I really want people to believe in Jesus Christ, because it is my mission; Jesus is the way, the truth and life.

What are some of the challenges you face?

I have faced a challenge of media outlets that publish false news. I wish they first ask before publishing anything. [Otherwise], I leave challenges up to God since He is the one who created me. He knew me before I was even born; so, He planned for my life.

How do you deal with criticism that you have collabos with secular artistes?

The Bible says, ‘Go to the world and preach the gospel’. I have to go out and preach the gospel. [Levixone regularly performs at secular concerts.]

Apart from music, what other things do you do?

I have a charity organization called 92 Hands where we have fed over 3,000 people every Christmas. We have built houses for widowed mothers and we have built a school in Karamoja. We have women campaigns and other things we do to give back to God.

That’s sweet. What advice do you give the upcoming generation?

The only thing I can say is that everything happens for a reason. And also there is time for everybody. They should know that God never created a failure in His image.

They should trust in God, and not stop dreaming; they should keep focused, and love one another. It is the greatest commandment in the Bible.

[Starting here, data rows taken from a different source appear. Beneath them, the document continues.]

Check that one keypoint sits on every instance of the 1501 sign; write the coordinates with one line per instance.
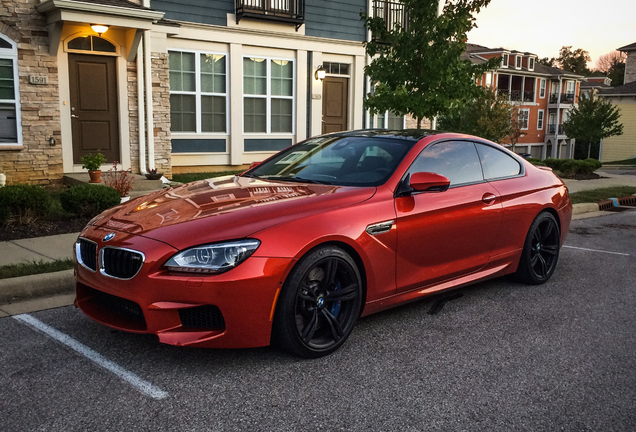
(38, 80)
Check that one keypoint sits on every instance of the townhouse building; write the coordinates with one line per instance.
(177, 85)
(543, 96)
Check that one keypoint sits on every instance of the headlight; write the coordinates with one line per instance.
(213, 258)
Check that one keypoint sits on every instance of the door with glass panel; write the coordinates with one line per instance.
(334, 104)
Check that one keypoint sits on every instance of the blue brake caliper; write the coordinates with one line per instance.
(335, 307)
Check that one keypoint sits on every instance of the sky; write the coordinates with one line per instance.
(542, 27)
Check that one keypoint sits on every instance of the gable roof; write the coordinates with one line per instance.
(630, 47)
(628, 89)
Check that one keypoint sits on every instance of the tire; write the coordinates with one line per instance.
(540, 251)
(319, 304)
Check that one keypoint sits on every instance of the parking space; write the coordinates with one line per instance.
(501, 357)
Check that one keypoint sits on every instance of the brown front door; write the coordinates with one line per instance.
(334, 104)
(94, 115)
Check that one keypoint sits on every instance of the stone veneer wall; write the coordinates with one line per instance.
(161, 113)
(37, 161)
(630, 67)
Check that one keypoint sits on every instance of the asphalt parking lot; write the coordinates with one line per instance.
(502, 357)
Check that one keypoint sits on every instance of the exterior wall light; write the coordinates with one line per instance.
(320, 73)
(99, 29)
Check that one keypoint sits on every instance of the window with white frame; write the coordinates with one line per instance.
(540, 120)
(542, 84)
(198, 92)
(10, 125)
(390, 120)
(268, 95)
(524, 116)
(488, 81)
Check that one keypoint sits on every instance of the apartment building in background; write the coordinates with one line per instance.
(542, 95)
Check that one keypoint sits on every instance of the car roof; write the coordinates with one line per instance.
(410, 134)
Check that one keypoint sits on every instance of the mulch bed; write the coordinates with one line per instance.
(42, 228)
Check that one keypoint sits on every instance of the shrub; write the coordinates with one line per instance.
(89, 200)
(26, 203)
(573, 167)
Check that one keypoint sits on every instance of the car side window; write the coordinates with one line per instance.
(456, 160)
(497, 164)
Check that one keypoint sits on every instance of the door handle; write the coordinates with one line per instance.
(488, 198)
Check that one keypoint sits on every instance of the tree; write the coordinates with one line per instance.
(547, 61)
(488, 116)
(593, 120)
(416, 67)
(574, 61)
(612, 65)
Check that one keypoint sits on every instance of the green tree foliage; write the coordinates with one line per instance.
(612, 65)
(593, 120)
(416, 67)
(547, 61)
(574, 61)
(488, 116)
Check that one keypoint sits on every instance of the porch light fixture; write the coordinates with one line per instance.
(99, 29)
(320, 73)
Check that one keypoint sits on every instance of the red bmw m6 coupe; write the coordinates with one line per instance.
(297, 248)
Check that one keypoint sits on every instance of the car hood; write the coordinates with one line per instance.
(224, 208)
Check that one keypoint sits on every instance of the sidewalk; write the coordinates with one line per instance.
(19, 295)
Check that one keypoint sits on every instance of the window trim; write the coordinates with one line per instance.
(268, 97)
(198, 93)
(12, 54)
(72, 37)
(528, 121)
(542, 88)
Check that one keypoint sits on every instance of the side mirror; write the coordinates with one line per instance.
(429, 182)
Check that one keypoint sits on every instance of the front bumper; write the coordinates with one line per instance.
(229, 310)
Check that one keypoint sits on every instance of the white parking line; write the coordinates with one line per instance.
(596, 250)
(143, 386)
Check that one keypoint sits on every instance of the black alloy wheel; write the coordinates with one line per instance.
(541, 250)
(320, 303)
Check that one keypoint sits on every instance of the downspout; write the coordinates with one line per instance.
(149, 110)
(141, 112)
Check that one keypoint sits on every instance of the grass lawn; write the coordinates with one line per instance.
(30, 268)
(188, 177)
(631, 161)
(596, 195)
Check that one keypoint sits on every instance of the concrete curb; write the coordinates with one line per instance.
(40, 285)
(584, 208)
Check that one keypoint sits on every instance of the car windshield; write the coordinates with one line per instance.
(337, 160)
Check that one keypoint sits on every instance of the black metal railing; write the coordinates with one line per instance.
(517, 95)
(287, 11)
(567, 98)
(392, 12)
(552, 129)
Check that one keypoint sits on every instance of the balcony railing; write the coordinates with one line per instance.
(392, 12)
(553, 128)
(286, 11)
(517, 95)
(567, 98)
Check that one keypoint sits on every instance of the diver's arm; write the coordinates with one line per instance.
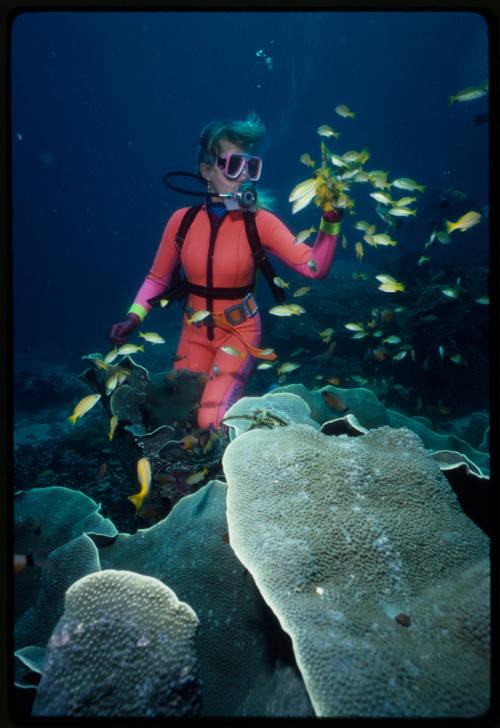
(279, 241)
(164, 263)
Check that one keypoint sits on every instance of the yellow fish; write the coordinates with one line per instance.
(111, 383)
(232, 350)
(301, 291)
(401, 211)
(405, 183)
(111, 356)
(152, 337)
(470, 93)
(287, 367)
(343, 110)
(337, 161)
(463, 223)
(306, 159)
(280, 282)
(83, 406)
(282, 310)
(383, 239)
(198, 316)
(196, 477)
(129, 349)
(304, 234)
(325, 130)
(112, 426)
(144, 478)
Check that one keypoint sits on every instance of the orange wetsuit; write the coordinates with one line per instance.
(216, 253)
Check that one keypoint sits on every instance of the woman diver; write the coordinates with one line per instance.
(219, 245)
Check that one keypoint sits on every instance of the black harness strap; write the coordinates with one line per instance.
(259, 255)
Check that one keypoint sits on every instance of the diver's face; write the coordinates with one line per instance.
(218, 182)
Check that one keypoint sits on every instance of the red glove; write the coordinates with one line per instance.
(332, 215)
(120, 332)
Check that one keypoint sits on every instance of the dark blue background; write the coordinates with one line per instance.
(104, 103)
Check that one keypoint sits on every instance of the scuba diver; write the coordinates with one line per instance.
(220, 244)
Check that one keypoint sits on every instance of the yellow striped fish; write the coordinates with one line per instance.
(144, 478)
(83, 406)
(463, 223)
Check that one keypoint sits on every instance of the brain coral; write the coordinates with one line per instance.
(125, 646)
(360, 547)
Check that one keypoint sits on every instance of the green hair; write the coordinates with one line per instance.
(243, 133)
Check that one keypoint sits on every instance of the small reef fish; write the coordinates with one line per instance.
(232, 351)
(463, 223)
(111, 356)
(283, 309)
(301, 291)
(129, 349)
(337, 161)
(382, 198)
(401, 211)
(305, 188)
(83, 406)
(306, 159)
(144, 478)
(325, 130)
(111, 383)
(343, 110)
(389, 284)
(112, 426)
(470, 94)
(152, 337)
(304, 234)
(393, 339)
(405, 183)
(383, 239)
(287, 367)
(198, 316)
(326, 335)
(280, 282)
(195, 478)
(404, 201)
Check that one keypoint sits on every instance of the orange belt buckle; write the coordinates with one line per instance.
(235, 310)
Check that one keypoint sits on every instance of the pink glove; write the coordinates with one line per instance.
(332, 215)
(120, 332)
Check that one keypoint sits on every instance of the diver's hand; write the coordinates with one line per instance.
(120, 332)
(334, 215)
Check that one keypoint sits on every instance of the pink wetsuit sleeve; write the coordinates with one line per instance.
(280, 242)
(164, 263)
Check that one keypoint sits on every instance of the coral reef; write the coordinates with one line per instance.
(345, 534)
(124, 647)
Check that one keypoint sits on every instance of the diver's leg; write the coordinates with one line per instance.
(228, 374)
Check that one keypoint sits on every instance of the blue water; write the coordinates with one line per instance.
(104, 103)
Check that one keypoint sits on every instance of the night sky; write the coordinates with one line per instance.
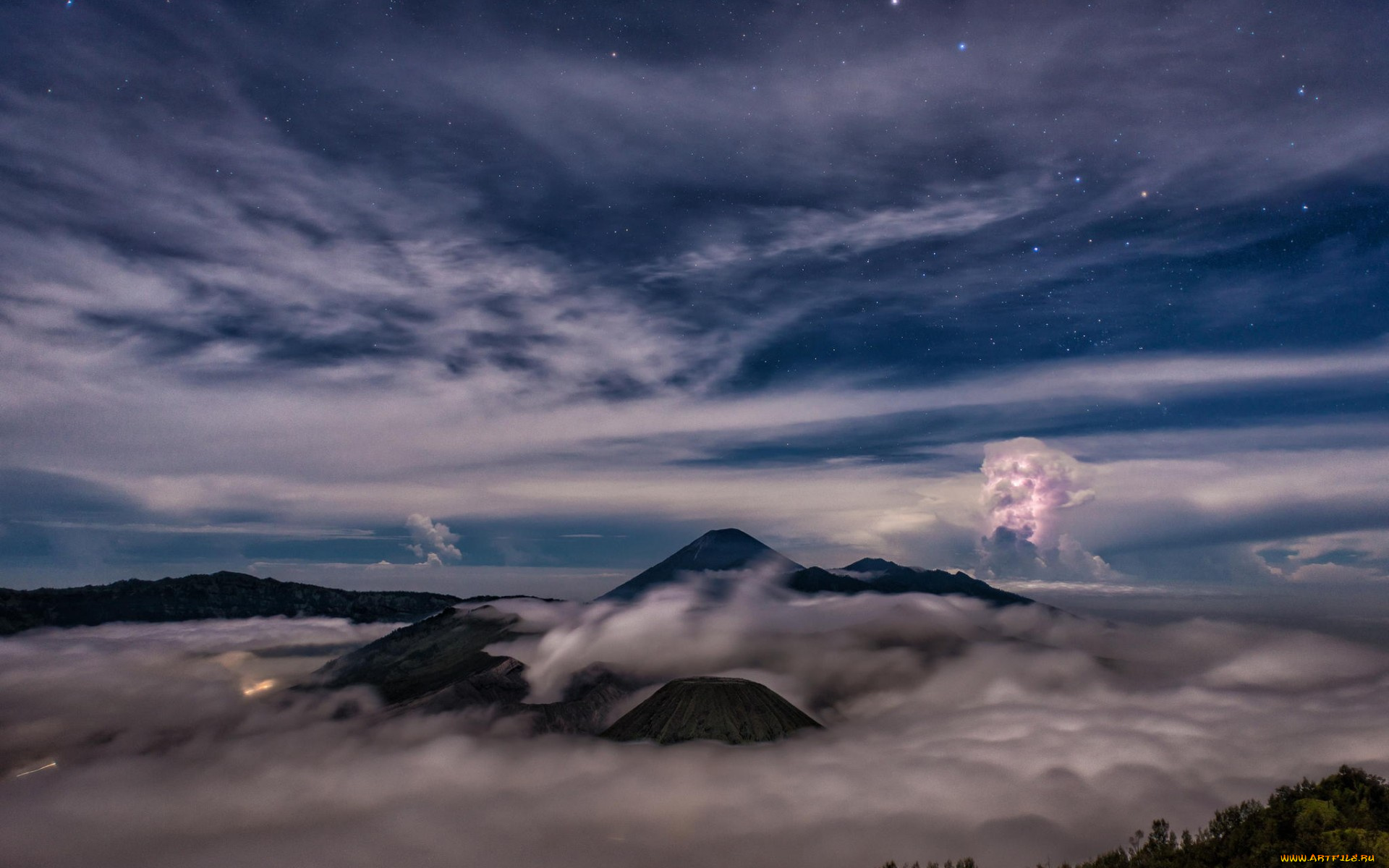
(525, 295)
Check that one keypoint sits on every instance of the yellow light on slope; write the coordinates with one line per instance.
(53, 764)
(261, 686)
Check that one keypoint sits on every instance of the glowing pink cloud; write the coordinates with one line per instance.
(1025, 484)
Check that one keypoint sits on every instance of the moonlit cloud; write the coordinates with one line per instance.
(1010, 735)
(434, 540)
(792, 268)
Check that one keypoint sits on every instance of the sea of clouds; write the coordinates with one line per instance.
(1014, 735)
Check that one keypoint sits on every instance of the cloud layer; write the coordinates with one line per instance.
(1010, 735)
(291, 277)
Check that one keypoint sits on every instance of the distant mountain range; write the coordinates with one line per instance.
(732, 549)
(715, 552)
(237, 595)
(220, 595)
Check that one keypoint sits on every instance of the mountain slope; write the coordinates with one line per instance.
(717, 550)
(439, 665)
(220, 595)
(428, 656)
(896, 579)
(731, 710)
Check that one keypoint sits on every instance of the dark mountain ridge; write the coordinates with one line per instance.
(732, 549)
(220, 595)
(439, 664)
(714, 552)
(731, 710)
(888, 578)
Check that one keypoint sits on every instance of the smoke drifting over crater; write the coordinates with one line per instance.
(1013, 735)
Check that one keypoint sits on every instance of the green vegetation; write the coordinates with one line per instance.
(1345, 814)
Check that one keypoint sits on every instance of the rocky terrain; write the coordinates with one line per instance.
(731, 710)
(220, 595)
(732, 549)
(439, 664)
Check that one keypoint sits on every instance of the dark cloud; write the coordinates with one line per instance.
(332, 267)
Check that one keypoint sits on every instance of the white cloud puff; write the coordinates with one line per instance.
(433, 540)
(1013, 735)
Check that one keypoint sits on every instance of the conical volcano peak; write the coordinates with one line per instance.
(731, 710)
(717, 550)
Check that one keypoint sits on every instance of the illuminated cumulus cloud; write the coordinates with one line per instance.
(433, 540)
(1027, 482)
(1025, 486)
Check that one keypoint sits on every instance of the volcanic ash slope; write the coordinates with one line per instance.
(731, 710)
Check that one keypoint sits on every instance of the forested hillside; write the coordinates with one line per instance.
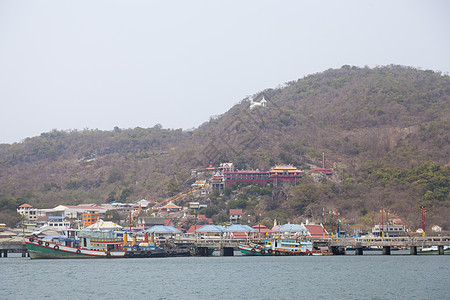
(384, 131)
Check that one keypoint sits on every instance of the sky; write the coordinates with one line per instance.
(91, 64)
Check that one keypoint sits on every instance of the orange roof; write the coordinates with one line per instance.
(317, 231)
(171, 205)
(193, 228)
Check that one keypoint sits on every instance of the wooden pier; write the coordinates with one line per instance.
(336, 246)
(386, 244)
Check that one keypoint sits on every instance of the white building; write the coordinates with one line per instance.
(28, 211)
(261, 103)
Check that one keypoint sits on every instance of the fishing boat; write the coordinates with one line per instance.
(277, 247)
(86, 244)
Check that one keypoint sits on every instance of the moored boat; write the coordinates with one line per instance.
(277, 247)
(88, 244)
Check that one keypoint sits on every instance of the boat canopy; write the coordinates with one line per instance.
(211, 228)
(162, 229)
(291, 228)
(240, 228)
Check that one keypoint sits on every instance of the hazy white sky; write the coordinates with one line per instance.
(99, 64)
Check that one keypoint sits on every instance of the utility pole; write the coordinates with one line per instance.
(423, 210)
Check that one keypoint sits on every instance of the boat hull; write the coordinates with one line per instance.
(38, 249)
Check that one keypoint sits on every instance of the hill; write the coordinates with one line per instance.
(384, 131)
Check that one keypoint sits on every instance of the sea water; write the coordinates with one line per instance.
(238, 277)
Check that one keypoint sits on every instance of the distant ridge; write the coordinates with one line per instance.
(384, 131)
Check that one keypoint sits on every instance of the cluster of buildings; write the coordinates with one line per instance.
(226, 175)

Why do you think Ugandan gospel music is not breaking international boundaries?

Everything happens at its own time. Personally, I have been to England four times. I go to Scotland and I do my music and become well known. For example, Chikibombe is also known worldwide in Spain, Columbia… on Shazam it has been the number one hot list.

Which of your songs are you most proud of?

I’d say Noonya Omu, because it was my breakthrough hit. It was a very big song and it helped me to become famous. I love it and I give it all the respect.

When you decided to do music, how did your parents react?

By the way, when I started singing, I was on the streets; so, I didn’t have the restrictions of the parents. I could make my own decisions.

[But] I have worked with a young girl called Jemimah – she is seven – and then also Fresh Kid. Those young children are the ones who take care of their parents since God has given them the blessing and they are making money. So, parents should really support the talent of their children; I believe in skills and talent. Education is really nice, but one needs to have a skill.